Demetrius Calip

Personal information
- Born: November 18, 1969 Flint, Michigan, U.S.
- Died: February 5, 2023 (aged 53)
- Listed height: 6 ft 1 in (1.85 m)
- Listed weight: 165 lb (75 kg)

Career information
- High school: Flint Northern (Flint, Michigan)
- College: Michigan (1987–1991)
- NBA draft: 1991: undrafted
- Playing career: 1991–1995
- Position: Point guard
- Number: 7

Career history
- 1991: Los Angeles Lakers
- 1991: Rapid City Thrillers
- 1991–1992: Yakima Sun Kings
- 1993–1994: Columbus Horizon
- 1994–1995: Mexico Aztecas
- Stats at NBA.com
- Stats at Basketball Reference

= Demetrius Calip =

American basketball player (1969–2023)

Demetrius Arvell Calip (November 18, 1969 – February 5, 2023) was an American professional basketball player.
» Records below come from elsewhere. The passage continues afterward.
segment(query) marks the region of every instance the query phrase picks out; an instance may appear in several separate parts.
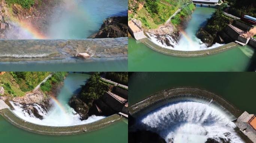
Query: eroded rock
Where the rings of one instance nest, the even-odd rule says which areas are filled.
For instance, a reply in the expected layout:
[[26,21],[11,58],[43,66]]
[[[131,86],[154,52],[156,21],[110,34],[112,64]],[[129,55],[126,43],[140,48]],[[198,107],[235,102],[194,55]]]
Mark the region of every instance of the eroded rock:
[[88,118],[88,112],[89,107],[85,103],[76,96],[73,96],[68,102],[69,105],[73,108],[81,117],[81,120]]
[[89,58],[90,56],[90,55],[86,53],[79,53],[77,54],[77,55],[76,55],[76,57],[82,57],[83,58]]
[[4,93],[4,89],[1,86],[0,87],[0,95],[3,95]]

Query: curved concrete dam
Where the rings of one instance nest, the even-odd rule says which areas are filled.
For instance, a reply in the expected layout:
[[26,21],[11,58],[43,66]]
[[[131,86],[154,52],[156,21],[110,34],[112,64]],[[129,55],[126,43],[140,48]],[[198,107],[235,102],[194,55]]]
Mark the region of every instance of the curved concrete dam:
[[[86,53],[90,60],[128,57],[128,39],[0,40],[0,61],[65,59]],[[86,59],[87,60],[87,59]]]
[[0,110],[0,114],[5,119],[18,128],[33,133],[49,135],[66,135],[88,133],[101,128],[124,118],[118,114],[114,114],[85,124],[66,127],[52,127],[39,125],[25,121],[18,117],[9,109]]
[[149,131],[167,143],[245,142],[232,121],[241,111],[204,90],[162,90],[133,105],[129,111],[135,118],[131,131]]
[[167,104],[183,101],[207,104],[210,102],[214,106],[224,110],[233,120],[236,120],[242,113],[221,97],[205,90],[190,87],[171,88],[158,92],[130,106],[129,113],[137,117]]

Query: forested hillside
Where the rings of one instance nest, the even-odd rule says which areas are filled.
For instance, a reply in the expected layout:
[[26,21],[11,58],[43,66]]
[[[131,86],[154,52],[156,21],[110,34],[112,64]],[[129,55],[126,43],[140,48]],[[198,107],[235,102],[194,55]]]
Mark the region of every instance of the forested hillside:
[[[129,19],[140,20],[143,27],[149,29],[156,28],[158,25],[164,23],[180,7],[188,4],[191,5],[189,7],[194,7],[190,0],[128,0],[128,2]],[[189,14],[184,12],[179,18]],[[177,21],[176,19],[172,22]]]

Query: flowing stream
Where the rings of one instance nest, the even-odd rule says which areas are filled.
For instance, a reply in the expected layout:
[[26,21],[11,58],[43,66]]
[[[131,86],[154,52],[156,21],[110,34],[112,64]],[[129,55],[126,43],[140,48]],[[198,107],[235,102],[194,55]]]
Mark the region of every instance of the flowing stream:
[[[205,25],[207,19],[210,18],[215,11],[213,8],[196,7],[191,16],[192,18],[187,24],[184,31],[180,32],[181,35],[180,40],[177,42],[175,38],[168,35],[162,36],[162,38],[152,34],[147,33],[150,39],[155,44],[165,48],[180,51],[196,51],[213,48],[223,44],[216,43],[211,47],[208,47],[201,40],[197,38],[196,34],[199,28]],[[171,46],[168,46],[162,39],[168,39]]]
[[104,19],[126,16],[127,0],[62,0],[65,4],[54,7],[51,18],[43,24],[47,30],[41,32],[27,22],[13,22],[7,35],[11,39],[85,39],[98,32]]
[[57,97],[52,97],[50,99],[50,104],[52,106],[49,111],[37,104],[32,105],[39,114],[43,117],[42,120],[35,117],[31,111],[24,110],[22,106],[18,103],[10,102],[15,109],[13,112],[25,121],[37,124],[52,126],[80,125],[101,119],[105,117],[93,115],[87,120],[81,121],[79,115],[68,104],[70,99],[74,94],[79,92],[81,86],[85,85],[89,76],[87,74],[69,73],[64,81],[63,86],[60,89]]
[[221,110],[209,104],[181,101],[151,111],[139,120],[139,128],[160,135],[168,143],[205,143],[208,139],[220,143],[244,143],[235,125]]

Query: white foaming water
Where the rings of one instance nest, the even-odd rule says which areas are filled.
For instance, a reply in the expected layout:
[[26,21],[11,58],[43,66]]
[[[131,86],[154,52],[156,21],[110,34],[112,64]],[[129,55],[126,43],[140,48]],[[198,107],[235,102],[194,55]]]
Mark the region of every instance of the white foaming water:
[[33,123],[50,126],[68,126],[87,124],[105,118],[104,116],[93,115],[87,120],[80,120],[80,116],[68,105],[65,106],[65,111],[61,111],[58,105],[52,102],[53,105],[49,111],[37,104],[32,106],[37,110],[43,119],[40,120],[35,117],[31,110],[25,110],[22,105],[18,103],[10,102],[14,108],[13,111],[19,117]]
[[[193,36],[194,40],[192,40],[187,36],[182,35],[180,41],[177,42],[177,39],[168,35],[158,36],[151,33],[146,33],[146,34],[149,37],[149,39],[156,44],[167,49],[176,50],[186,51],[202,50],[212,49],[224,45],[216,43],[211,47],[207,47],[205,44],[195,36]],[[161,37],[161,39],[158,38],[158,37]],[[161,39],[162,38],[166,38],[172,46],[168,46],[165,42]]]
[[167,143],[205,143],[207,139],[222,142],[244,143],[234,130],[235,125],[222,111],[193,101],[169,104],[153,111],[139,121],[138,128],[156,133]]

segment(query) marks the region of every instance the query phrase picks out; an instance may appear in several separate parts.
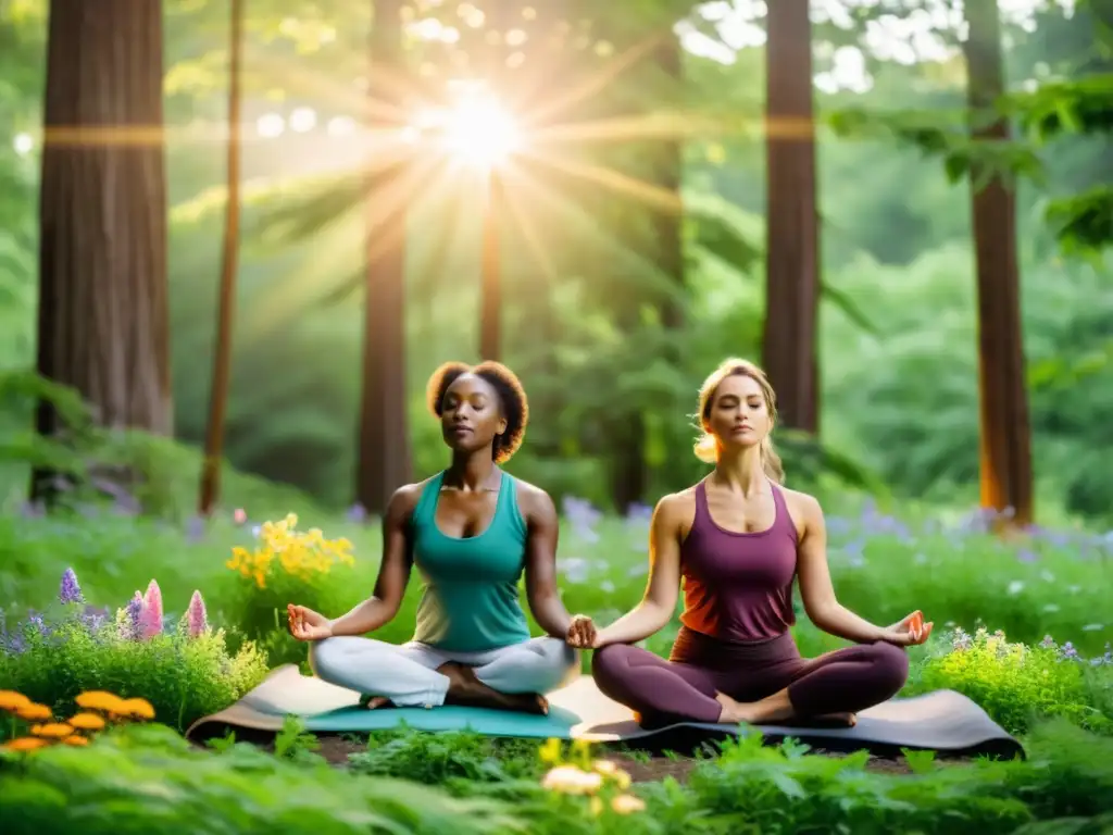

Born in Flint, Michigan, he helped the University of Michigan Wolverines to the 1989 Men's Division I Basketball Championship. As a member of the 1988–1989 National Champions, his teammates included Glen Rice, Terry Mills, Loy Vaught, Rumeal Robinson, Sean Higgins, and Rob Pelinka. As a member of the 1990–91 team he led the team in scoring, assists and minutes. Other Michigan teammates included Eric Riley and Gary Grant.

Calip appeared in the basketball-themed films Blue Chips (1994) and Eddie (1996).

Calip died on February 5, 2023, at age 53.